Жизнь пришлось вогнать в еще более жесткие рамки. Он вставал в семь часов утра, завтракал и шел в Грамерси-парк. Там на скамейке, еще сырой от утреннего тумана, он просматривал свежие газеты, купленные в киоске по дороге. В девять утра он уже сидел за столом и — до обеда. С шести до девяти вечера снова прогулка, теперь уже к Ист-Ривер или на Манхэттен, потом опять стол, лампа с рефлектором, бросающем свет только на лист бумаги и руку с пером, и после двенадцати — постель. Он смеялся: «Я — как лошадь на корде: могу ходить только по кругу».

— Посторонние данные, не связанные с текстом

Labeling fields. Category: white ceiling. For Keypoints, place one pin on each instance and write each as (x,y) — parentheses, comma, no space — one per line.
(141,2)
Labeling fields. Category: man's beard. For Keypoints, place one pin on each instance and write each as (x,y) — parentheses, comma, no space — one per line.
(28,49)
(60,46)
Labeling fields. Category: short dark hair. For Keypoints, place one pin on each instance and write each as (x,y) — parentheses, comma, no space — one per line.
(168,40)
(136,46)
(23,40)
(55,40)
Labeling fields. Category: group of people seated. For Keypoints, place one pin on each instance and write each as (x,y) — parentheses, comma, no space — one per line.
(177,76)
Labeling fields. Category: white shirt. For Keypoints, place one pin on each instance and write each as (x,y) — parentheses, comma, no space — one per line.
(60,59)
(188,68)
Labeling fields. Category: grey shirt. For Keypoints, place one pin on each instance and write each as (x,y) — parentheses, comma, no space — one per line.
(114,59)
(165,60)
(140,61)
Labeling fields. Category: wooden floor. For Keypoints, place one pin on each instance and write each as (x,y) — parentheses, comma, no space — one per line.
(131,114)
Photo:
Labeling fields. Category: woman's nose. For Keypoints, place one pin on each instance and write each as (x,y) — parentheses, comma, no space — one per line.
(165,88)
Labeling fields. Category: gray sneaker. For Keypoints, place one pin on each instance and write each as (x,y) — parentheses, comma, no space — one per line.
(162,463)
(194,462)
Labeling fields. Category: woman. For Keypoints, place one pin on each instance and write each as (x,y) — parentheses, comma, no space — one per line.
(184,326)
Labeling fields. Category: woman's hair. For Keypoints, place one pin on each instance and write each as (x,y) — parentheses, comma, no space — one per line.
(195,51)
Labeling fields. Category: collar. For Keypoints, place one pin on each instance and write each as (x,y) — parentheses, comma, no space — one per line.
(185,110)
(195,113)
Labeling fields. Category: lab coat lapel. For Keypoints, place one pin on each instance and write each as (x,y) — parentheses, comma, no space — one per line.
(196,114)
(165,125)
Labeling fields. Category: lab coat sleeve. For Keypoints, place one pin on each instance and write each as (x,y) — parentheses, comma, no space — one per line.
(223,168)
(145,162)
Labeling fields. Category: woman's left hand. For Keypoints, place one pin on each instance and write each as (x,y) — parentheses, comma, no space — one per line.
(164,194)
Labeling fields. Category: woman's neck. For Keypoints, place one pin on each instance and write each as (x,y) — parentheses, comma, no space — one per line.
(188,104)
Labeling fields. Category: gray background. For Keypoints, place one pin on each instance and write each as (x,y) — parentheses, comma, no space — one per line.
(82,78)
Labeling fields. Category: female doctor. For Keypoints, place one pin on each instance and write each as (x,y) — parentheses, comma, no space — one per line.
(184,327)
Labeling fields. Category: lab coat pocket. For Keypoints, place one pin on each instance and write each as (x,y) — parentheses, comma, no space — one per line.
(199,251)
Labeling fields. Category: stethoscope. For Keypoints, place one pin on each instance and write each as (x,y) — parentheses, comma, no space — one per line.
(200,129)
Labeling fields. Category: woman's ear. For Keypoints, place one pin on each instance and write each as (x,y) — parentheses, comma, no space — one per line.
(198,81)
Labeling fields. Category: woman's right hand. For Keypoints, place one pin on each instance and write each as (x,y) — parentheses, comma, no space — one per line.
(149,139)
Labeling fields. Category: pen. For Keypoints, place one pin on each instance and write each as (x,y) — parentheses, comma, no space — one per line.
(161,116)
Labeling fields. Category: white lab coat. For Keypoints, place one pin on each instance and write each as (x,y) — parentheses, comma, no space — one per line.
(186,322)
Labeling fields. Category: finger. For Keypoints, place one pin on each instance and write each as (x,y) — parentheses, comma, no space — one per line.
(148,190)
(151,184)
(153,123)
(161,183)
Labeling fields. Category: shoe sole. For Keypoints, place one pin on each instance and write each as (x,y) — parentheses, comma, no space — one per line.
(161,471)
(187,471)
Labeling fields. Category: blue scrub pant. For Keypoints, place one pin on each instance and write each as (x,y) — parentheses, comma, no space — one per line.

Зато каждую пятницу Мэнси получал с утренней почтой очередной рассказ, восемнадцатого числа каждого месяца была готова новелла для Гилмена Холла, и, кроме того, он посылал кое-какие вещи в другие журналы страны.

Работая с таким напряжением, он еще успевал прочитывать большинство новинок, вырастающих на американском литературном поле. На жизнь для себя оставалось только воскресенье.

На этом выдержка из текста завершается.